Biden has placed the blame squarely on rising fuel prices.
“The largest share of the increase in prices in this report is due to rising energy costs,” the president said of the new figures. “Inflation hurts Americans’ pocketbooks and reversing this trend is a top priority.”
However, Biden does not have a lot of tools at his disposal to make prices fall at the pump.
The president reiterated that the White House’s National Economic Council was monitoring the situation and antitrust regulators were scouring the country for signs that fuel prices are being manipulated. Neither of these are likely to yield anything meaningful for prices. OPEC+, meanwhile, has been unmoved by pleas for more crude.
A release from the Strategic Petroleum Reserve (SPR), a stockpile of around 610 million barrels of crude held by the federal government, is left as the most significant tool at Biden’s disposal.
The administration has been holding a potential release over the market for weeks but there are some strong arguments against such a move.
For one, while oil prices are up sharply from the lows during last year’s crash in demand, they are not spectacularly high—making a release from supplies set aside for emergencies hard to justify.
U.S. oil prices are around $82/bbl, not much higher than the $75/bbl hit in the summer of 2018—Brent crude prices actually surpassed $80/b at that time. Compared to today, prices were consistently higher from 2010 up until the 2014 market crash.
The last big release from the SPR came in 2011 when civil war erupted in Libya, causing a supply disruption that sent oil prices above $100/bbl.
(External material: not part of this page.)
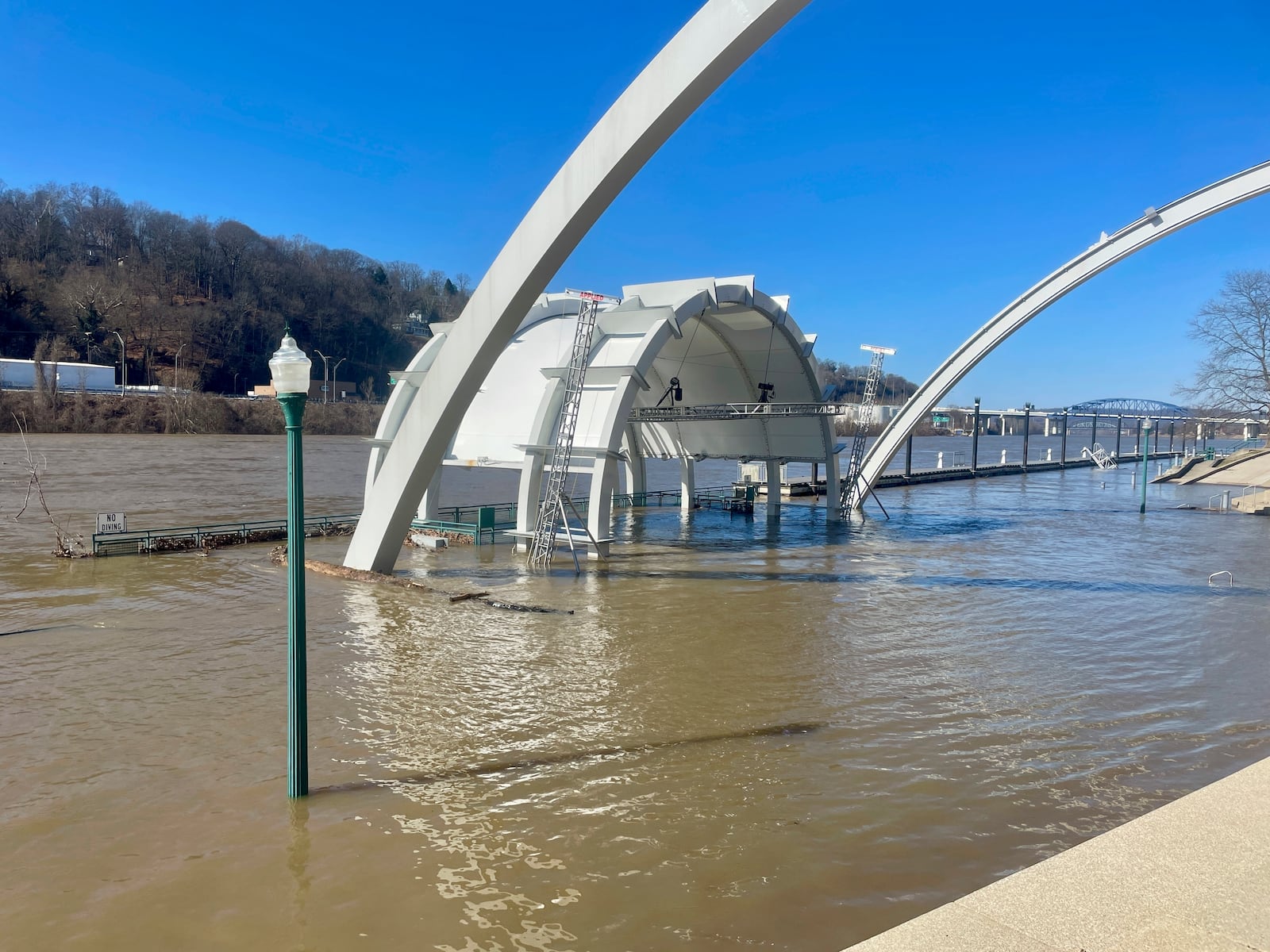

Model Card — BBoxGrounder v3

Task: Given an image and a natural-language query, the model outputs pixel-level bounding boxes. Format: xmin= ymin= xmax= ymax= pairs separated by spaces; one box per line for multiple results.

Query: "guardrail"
xmin=93 ymin=512 xmax=360 ymax=556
The Obama administration tapped into the strategic stocks as part of a coordinated effort with the International Energy Agency (IEA), releasing 60 million barrels from government-held supplies across the U.S., Europe and Asia.
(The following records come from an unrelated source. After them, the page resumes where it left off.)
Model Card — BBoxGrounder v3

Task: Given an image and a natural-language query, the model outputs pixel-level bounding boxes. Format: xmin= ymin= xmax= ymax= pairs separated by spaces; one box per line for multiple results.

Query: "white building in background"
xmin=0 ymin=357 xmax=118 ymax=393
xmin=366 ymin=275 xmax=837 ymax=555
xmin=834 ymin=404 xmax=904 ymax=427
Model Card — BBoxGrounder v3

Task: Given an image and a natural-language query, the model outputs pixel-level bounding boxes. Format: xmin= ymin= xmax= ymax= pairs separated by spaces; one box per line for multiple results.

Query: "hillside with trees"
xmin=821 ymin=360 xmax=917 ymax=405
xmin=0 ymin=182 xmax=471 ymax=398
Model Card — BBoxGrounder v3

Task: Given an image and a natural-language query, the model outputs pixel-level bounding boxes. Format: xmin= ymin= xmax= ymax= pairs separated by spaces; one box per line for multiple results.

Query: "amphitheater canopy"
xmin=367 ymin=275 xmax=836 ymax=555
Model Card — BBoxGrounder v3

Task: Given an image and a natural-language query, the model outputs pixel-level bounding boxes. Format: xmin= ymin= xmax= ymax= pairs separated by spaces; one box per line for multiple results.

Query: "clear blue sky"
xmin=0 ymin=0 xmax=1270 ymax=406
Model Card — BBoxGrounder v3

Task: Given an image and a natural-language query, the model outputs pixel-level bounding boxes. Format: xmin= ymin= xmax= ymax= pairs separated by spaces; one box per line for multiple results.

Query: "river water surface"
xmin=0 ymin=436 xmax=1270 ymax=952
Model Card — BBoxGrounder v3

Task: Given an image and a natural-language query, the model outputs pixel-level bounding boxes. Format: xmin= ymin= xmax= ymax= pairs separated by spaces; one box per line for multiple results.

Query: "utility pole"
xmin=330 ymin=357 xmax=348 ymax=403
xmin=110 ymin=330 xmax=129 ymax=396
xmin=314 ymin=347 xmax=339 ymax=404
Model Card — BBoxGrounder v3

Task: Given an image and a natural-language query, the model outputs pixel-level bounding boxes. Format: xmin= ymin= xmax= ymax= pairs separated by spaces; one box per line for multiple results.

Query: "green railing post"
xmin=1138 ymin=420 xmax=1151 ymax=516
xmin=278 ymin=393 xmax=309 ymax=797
While some banks have said $100/bbl oil is possible again, the Energy Information Administration, an independent agency that sits in the Department of Energy, gave a more bearish outlook this week.
It predicted prices would stay around current levels through the end of the year and start falling early in 2022, to around $60/bbl by the end of next year, as demand growth cools and supply picks up. That is hardly a ringing of the alarm bells.
It’s also not clear that an SPR release would be all that effective. Most analysts argue it would cause a short-lived fall in prices.
Looking back at that 2011 release, oil prices dropped sharply initially, but they were back above $100/bbl within a few months. That was with widespread cooperation among consumer countries that amplified the scale of the action. There does not appear to be a similar appetite within the IEA today for such a coordinated action.
Japan and Turkey are among countries that could be involved. But this would hardly wow the world’s oil markets. And any temporary release from consumer governments could be offset by OPEC deciding to slow down its own oil supply increases.
But perhaps the strongest argument from the administration’s perspective is political. An SPR release would project an image of action in tackling one of Americans’ most pressing concerns. Even if it did not deliver lasting relief at the pump, the administration could argue it had done what it could while calling on OPEC+ and others to step up action.